When a man tells a lie, it is with some hope, however slight, that he may not be found out; but a woman will lie to the very person whom she knows to be as fully acquainted with the facts as she is herself. Which is the more deadly sin I leave to the Jesuits.
“I am sure,” said the Coach, making a desperate effort, “you appeared to enjoy them, for you danced a great many dances.”
“Aunt!” exclaimed the lady, “is it true that I always dance every dance?”
“No indeed!” chimed in Miss Candlish, “far from it. No doubt you would get partners for all if you wished.”
“And is it true,” she continued, “that I wish to go to these ridiculous soirees?”
“Certainly not, indeed,” said the Drag, “nor do I wish to go, I am sure!”

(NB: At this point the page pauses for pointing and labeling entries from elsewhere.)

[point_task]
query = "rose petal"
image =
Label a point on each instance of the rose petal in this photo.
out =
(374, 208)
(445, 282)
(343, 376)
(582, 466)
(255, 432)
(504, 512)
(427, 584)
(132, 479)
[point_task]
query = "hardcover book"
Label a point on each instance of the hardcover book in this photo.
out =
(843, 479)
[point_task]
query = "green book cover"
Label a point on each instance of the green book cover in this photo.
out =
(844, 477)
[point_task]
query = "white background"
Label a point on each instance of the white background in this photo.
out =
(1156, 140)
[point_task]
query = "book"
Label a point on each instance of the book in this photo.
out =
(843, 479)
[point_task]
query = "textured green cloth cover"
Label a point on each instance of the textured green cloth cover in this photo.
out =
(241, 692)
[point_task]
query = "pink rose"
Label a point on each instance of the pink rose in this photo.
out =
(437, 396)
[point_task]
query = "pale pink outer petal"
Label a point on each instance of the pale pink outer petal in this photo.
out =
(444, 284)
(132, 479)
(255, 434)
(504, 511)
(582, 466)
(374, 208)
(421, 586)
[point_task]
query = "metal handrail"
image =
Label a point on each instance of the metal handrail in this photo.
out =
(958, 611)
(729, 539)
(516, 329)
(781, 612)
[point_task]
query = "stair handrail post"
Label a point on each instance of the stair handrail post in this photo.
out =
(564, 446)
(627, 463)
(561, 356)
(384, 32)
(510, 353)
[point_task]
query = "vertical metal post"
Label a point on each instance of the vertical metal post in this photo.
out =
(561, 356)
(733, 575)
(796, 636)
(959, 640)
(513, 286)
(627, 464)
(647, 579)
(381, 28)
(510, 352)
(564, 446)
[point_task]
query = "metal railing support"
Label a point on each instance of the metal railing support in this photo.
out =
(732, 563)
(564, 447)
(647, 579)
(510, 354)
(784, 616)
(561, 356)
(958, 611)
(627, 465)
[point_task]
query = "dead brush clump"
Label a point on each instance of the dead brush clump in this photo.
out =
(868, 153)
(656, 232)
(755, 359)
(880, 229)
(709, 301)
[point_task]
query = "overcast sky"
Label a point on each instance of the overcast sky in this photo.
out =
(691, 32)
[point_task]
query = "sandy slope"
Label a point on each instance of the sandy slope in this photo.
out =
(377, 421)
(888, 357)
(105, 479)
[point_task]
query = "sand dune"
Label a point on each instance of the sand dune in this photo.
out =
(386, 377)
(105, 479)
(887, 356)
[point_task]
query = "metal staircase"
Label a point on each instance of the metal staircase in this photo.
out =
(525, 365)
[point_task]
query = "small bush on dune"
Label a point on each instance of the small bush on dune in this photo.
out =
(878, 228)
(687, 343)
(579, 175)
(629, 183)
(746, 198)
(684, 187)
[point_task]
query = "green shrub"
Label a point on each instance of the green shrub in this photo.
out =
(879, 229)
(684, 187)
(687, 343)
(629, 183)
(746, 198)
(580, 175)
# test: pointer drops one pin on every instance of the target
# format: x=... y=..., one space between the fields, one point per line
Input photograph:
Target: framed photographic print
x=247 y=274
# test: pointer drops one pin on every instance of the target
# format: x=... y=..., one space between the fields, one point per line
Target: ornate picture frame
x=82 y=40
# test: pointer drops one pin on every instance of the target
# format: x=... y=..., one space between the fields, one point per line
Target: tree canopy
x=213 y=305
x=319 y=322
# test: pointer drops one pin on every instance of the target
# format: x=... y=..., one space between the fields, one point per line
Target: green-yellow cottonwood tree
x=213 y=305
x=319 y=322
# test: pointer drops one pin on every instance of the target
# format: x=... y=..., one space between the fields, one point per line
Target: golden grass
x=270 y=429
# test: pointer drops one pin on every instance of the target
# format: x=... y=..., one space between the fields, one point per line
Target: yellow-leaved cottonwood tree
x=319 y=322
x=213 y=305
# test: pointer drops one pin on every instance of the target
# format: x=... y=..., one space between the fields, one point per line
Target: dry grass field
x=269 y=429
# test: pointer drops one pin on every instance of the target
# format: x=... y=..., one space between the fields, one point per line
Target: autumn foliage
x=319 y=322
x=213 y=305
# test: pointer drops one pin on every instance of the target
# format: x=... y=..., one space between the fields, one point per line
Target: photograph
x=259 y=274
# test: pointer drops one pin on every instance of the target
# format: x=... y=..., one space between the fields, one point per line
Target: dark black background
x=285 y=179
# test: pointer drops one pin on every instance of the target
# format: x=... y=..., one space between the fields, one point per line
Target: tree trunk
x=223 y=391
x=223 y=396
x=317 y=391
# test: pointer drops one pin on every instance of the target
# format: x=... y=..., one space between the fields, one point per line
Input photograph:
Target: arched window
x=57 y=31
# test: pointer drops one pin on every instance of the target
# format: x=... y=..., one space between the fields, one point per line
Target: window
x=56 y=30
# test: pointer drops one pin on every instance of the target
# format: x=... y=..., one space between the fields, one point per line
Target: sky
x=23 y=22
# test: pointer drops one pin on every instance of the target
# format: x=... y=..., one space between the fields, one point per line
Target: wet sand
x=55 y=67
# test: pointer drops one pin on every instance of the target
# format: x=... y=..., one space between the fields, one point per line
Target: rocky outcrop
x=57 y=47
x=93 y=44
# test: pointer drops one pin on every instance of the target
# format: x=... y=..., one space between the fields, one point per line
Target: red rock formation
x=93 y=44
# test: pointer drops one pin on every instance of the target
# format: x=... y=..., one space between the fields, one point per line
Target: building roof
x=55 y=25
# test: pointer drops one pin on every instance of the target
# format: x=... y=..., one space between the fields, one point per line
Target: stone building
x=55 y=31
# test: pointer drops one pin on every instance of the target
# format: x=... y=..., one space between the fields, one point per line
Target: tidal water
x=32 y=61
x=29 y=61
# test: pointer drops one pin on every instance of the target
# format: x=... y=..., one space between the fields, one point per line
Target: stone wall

“In that case I can dispose of your ticket,” said he. Unlucky man! In these cases there is no via media. A man should either resist to the death or submit with as good a grace as he can. Half measures are fatal.
“No, my dear, you cannot dispose of that ticket,” said his wife, “and I take it as very unkind in you to speak to Aunt in that manner. It is not because she is poor, and dependent upon us, that she is to be sneered at and ill-treated.” At this speech the Drag burst into tears, and declared that she always knew that Mr. Porkington
hated her; that she might be poor and old and ugly, etc., etc., but she little expected to be called so by him; that she would not go to the ball now, if he implored her on his knees, and so on, and so on.
Now, who could have thought it? All this fuss was occasioned by Mr. P. having meanly backed out of giving Mrs. P. a new dress in which to electrify the fashionable world at Babbicombe. Ah me! Let us hope that in some far distant planet there may be some better world where all unfortunate creatures,—dogs which have had tin kettles tied to their tails,—cockchafers which have been spun upon pins,—poor men who have been over-crawed by wives, aunts, mothers-in-law, and other terrors,—donkeys which have been undeservedly belaboured by costermongers,—and authors who have been meritoriously abused by critics,—rest together in peace in a sort of happy family.